Quanto aos direitos trabalhistas, é constrangedor que o NBD ainda não tenha estabelecido um mecanismo imparcial para resolver disputas entre o banco e os seus próprios funcionários. Isso porque, em virtude da imunidade jurisdicional concedida em seu tratado constitutivo, não é possível acionar tribunais nacionais para resolver conflitos dessa natureza. Trata-se de característica comum em instituições multilaterais e, justamente por isso, elas devem prever instrumentos imparciais de resolução de conflitos, permitindo que seus funcionários exerçam o direito fundamental de acesso à justiça. Para citar alguns exemplos, o Banco Mundial tem seu próprio tribunal administrativo, assim como o FMI. Outros, como a OMC e a ASEAN +3 Macroeconomic Research Office, reconheceram a jurisdição do Tribunal Administrativo da Organização Internacional do Trabalho para avaliar esse tipo de demanda.

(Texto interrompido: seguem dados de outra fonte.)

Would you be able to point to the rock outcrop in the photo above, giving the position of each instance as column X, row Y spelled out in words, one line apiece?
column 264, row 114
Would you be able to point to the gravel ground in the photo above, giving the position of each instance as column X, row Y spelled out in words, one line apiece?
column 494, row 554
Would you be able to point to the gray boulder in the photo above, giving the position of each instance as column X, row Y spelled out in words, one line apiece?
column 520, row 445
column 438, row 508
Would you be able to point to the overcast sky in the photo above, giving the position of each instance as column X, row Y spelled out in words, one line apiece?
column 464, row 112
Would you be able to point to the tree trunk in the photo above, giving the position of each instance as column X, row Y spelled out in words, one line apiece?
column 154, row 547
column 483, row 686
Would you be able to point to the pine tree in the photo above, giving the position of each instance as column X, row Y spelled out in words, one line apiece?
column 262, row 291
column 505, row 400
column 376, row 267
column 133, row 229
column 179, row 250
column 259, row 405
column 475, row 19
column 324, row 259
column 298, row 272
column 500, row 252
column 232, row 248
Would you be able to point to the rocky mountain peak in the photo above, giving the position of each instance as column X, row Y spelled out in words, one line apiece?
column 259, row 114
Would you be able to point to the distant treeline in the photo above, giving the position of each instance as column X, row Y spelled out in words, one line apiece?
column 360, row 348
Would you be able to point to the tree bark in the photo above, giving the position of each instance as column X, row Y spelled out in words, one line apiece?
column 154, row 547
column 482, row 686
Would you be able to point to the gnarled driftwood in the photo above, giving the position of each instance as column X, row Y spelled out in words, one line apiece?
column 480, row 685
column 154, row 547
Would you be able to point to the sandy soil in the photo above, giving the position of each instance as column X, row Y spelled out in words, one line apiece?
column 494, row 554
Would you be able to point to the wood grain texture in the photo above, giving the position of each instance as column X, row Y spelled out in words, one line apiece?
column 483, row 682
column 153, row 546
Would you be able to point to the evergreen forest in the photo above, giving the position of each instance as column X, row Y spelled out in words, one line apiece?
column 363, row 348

Considerando que a BAII já estabeleceu seus próprios procedimentos e regras para permitir que seus funcionários exercitem o direito de recurso contra uma decisão do banco (ainda que o modelo do BAII não seja, nem de longe, uma boa referência), não se pode justificar a negligência do NBD com base em seu curto tempo de existência. Inclusive, a ausência de tal mecanismo é uma das razões pelas quais várias violações de direitos foram perpetradas contra o antigo Vice-Presidente brasileiro do NBD, Paulo Nogueira Batista Jr. Ele foi demitido ilegalmente de seu cargo por um procedimento interno que violou não apenas documentos legais do banco, mas também o direito internacional. Foi um claro caso de Lawfare, no qual a natureza intrinsecamente política e golpista do procedimento de demissão foi mal disfarçada como uma suposta violação ao código de ética do banco.
Portanto, não só há uma cultura democrática que precisa ser cultivada, valorizada e amplificada por novas gestões, como o NBD precisa corrigir a sua perfomance financeira. É necessário lideranças conscientes e compromissadas com mudanças para enfrentar desafios desta magnitude. Dilma Rousseff possui as capacidades para essa tarefa, compreendendo que a expectativa dos povos é que o NBD se torne um exemplo para uma dinâmica financeira global justa, inclusiva e equitativa, e não apenas mais um banco.